This morning we find dead earthworms in the dining room again.
Yesterday there were three; the day before one,
solitary traveller, lone pilgrim or pioneer shriveled up hard and black as the twist-tie I first mistook it for, shrunken and bloodless, brittle as wire.
Today it's two, a couple, bodies entwined in a death-embrace
become a cryptic glyph or sign, some Masonic rune or Buddhist talisman glimpsed in a Chinatown junk shop—
the ideogram of this mysterious manifestation.
So shall they come amongst us, singly and by pairs.
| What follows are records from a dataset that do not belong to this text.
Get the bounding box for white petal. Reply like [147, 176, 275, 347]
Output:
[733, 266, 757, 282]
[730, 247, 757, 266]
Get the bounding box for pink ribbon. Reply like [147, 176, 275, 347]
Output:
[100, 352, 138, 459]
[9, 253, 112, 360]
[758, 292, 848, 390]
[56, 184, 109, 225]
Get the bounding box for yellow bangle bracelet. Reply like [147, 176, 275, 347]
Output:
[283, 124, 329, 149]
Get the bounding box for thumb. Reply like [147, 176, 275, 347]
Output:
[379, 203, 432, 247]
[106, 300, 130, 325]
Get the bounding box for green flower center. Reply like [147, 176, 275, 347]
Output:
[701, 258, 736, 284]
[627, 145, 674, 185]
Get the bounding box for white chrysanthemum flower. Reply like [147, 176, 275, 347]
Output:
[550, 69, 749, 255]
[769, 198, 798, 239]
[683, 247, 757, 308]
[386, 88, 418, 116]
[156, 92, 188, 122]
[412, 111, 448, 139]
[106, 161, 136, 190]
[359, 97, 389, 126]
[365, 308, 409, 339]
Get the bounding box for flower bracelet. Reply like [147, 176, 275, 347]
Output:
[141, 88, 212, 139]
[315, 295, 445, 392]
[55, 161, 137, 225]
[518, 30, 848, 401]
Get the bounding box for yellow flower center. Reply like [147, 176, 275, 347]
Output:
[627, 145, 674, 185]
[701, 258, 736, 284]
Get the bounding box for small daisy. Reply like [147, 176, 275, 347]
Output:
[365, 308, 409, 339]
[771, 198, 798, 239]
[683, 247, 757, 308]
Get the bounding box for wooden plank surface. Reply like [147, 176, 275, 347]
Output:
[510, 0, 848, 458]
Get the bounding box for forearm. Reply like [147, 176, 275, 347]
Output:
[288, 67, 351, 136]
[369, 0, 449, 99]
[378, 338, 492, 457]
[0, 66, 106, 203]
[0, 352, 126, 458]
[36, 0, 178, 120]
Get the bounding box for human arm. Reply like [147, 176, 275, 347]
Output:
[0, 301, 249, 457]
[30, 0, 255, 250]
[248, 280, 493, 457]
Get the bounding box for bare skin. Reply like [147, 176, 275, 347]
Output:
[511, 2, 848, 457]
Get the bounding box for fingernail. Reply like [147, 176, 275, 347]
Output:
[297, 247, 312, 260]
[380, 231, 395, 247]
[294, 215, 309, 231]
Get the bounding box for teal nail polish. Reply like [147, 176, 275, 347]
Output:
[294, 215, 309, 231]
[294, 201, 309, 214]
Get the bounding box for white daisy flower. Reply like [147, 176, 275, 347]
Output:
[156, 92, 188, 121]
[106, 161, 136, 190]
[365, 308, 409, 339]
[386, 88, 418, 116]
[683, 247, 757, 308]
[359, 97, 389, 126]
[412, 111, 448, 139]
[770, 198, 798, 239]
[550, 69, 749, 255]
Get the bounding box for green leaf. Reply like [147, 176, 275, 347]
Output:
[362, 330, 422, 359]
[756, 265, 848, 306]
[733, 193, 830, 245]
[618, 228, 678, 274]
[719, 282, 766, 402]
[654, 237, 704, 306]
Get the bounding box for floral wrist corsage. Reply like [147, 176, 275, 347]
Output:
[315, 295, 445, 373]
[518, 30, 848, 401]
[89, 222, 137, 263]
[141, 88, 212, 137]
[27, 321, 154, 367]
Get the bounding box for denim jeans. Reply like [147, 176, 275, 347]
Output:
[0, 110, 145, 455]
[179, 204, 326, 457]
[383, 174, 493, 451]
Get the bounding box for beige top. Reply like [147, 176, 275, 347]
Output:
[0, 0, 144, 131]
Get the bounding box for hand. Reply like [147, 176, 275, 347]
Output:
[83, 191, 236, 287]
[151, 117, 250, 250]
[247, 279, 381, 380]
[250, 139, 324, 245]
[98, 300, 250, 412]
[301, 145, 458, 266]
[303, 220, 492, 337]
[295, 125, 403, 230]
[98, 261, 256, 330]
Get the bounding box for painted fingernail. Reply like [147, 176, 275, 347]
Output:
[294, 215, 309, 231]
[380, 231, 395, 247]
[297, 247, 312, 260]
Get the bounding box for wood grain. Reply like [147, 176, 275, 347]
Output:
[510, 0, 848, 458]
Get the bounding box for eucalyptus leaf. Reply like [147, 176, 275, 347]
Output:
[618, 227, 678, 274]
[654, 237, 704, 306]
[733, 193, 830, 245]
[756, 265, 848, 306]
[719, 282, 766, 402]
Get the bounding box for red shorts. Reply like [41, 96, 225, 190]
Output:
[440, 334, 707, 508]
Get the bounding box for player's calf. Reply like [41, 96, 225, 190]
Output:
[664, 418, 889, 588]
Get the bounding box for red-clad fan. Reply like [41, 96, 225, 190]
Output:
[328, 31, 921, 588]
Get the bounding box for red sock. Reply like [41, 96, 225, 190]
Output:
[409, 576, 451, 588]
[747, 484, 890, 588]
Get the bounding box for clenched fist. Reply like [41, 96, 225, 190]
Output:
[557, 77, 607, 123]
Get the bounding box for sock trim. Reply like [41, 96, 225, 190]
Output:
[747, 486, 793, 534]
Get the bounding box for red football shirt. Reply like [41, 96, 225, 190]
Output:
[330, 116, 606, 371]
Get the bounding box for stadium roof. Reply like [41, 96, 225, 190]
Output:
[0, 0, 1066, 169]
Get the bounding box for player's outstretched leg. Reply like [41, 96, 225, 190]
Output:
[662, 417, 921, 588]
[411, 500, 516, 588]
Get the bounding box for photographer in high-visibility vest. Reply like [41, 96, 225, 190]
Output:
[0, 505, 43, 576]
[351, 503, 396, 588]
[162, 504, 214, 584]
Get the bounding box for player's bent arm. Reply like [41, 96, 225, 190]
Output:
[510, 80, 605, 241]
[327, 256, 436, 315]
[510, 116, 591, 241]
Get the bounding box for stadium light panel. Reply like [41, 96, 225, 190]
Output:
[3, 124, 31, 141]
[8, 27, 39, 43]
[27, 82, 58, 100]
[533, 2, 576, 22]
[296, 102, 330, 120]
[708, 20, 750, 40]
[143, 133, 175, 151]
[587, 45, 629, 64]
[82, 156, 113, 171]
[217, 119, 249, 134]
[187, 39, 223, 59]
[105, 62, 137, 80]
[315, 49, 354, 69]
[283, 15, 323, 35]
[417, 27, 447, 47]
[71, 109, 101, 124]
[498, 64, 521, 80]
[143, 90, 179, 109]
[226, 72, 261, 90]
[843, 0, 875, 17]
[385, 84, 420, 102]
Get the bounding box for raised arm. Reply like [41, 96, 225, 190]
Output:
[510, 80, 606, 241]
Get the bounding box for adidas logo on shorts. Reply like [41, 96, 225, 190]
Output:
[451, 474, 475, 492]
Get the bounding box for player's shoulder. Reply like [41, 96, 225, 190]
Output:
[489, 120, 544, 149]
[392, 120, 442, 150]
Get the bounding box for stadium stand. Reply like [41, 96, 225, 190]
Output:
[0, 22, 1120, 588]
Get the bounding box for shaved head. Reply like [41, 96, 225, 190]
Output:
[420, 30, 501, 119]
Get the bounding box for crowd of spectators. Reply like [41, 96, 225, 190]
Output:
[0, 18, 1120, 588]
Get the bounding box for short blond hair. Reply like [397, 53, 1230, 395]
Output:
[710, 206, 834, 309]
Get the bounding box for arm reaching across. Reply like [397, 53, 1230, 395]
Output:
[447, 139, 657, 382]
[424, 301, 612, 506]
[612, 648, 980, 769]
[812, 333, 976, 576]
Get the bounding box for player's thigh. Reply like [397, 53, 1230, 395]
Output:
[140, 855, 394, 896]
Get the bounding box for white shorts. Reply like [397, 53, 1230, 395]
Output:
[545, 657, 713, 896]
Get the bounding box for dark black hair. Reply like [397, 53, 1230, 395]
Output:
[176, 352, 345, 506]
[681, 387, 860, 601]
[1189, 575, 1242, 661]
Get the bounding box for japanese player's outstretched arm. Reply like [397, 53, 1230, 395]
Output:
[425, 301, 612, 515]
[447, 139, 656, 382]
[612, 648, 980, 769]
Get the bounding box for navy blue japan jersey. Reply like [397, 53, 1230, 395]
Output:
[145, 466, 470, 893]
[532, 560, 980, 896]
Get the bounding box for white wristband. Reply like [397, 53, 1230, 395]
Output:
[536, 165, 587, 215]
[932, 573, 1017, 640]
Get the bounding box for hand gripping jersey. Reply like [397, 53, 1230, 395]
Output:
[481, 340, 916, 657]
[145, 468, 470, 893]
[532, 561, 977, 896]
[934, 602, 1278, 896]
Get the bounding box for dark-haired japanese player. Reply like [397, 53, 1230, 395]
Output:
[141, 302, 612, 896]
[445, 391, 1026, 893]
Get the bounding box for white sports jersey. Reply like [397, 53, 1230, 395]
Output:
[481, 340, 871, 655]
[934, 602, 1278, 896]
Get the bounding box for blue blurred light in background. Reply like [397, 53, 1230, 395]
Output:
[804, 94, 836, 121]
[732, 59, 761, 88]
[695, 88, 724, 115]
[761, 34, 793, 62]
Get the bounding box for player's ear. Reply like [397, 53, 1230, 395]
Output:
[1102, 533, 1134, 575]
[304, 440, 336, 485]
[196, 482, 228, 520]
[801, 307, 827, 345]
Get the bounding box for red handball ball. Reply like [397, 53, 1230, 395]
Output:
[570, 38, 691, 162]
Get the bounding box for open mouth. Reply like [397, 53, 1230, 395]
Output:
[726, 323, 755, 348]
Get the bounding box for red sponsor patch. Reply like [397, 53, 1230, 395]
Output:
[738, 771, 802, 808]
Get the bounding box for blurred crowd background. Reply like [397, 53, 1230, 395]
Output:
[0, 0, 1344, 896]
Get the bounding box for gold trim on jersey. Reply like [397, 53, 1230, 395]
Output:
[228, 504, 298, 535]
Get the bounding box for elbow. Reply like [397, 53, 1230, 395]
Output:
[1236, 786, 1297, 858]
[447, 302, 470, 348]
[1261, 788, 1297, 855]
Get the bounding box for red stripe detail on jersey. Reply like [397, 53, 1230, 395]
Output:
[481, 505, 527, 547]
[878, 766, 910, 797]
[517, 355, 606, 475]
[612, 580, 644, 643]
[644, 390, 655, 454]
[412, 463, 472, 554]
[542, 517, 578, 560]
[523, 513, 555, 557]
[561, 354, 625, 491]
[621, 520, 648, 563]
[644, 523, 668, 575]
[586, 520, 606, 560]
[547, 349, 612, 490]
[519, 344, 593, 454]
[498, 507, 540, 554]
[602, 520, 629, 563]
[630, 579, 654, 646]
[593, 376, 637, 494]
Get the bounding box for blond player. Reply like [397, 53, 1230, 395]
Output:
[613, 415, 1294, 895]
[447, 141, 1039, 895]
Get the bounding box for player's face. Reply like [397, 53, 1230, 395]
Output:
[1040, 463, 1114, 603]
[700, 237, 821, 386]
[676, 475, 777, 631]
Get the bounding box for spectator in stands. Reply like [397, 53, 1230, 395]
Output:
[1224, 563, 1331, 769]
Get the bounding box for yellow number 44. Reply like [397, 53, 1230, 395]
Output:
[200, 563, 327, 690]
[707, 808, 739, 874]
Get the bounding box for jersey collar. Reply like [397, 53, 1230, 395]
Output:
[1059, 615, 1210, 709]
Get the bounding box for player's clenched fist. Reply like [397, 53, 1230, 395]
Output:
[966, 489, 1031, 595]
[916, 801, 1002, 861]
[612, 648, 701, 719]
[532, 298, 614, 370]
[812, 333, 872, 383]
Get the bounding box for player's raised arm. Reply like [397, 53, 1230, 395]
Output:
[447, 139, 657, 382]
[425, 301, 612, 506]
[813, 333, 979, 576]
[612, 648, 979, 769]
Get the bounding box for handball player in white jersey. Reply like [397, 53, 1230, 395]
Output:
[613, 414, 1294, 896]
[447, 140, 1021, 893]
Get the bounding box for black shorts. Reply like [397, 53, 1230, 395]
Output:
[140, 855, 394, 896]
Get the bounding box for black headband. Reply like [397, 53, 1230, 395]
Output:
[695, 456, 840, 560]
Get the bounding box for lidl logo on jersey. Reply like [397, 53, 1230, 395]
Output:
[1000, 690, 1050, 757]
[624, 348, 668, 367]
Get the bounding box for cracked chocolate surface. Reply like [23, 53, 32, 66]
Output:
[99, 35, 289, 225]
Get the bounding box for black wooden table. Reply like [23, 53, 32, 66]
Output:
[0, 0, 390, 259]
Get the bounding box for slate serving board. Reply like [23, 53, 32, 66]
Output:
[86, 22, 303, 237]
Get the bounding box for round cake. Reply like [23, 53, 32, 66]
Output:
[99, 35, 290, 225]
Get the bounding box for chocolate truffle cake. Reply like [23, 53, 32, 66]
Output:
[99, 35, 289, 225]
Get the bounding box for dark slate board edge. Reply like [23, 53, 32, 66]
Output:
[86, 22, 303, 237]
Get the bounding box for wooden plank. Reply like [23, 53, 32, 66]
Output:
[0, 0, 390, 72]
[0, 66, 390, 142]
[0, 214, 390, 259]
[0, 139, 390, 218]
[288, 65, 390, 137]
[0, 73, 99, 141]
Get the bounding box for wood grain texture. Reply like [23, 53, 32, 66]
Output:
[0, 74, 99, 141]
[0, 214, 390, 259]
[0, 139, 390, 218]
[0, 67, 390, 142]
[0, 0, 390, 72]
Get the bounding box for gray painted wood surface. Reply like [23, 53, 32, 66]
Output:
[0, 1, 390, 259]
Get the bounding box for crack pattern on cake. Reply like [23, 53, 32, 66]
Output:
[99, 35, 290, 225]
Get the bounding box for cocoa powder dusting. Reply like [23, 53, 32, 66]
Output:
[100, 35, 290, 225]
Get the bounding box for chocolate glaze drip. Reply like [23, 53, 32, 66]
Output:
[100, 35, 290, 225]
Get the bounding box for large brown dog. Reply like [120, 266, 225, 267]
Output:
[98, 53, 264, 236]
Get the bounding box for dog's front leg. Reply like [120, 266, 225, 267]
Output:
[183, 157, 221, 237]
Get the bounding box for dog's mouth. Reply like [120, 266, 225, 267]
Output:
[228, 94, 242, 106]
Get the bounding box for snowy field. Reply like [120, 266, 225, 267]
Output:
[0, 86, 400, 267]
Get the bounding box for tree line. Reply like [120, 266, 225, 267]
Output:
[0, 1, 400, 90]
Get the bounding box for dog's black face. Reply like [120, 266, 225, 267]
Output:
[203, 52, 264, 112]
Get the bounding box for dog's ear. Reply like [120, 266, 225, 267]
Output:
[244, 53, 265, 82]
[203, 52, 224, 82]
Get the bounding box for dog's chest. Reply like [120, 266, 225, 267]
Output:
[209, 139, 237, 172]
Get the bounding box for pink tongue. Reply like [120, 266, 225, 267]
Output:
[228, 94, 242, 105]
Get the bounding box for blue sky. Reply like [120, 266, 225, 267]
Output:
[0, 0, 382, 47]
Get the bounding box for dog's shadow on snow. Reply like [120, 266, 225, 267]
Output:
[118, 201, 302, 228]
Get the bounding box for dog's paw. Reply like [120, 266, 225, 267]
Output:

But where have they come from? The ficus? The yucca? A paltry crumbled trail of soil implicates the rubber tree, solemn in its dusty corner, in its green wicker basket among bookshelves. Is it possible? After all these years, how could it contain so much primordial, undomesticated life, so many wandering waves of worms? And what would induce them to leave it now, that safe haven of roots and humus, to migrate out into the great wide world, to wither and die in the vast dilapidated Sahara of our dining room floor?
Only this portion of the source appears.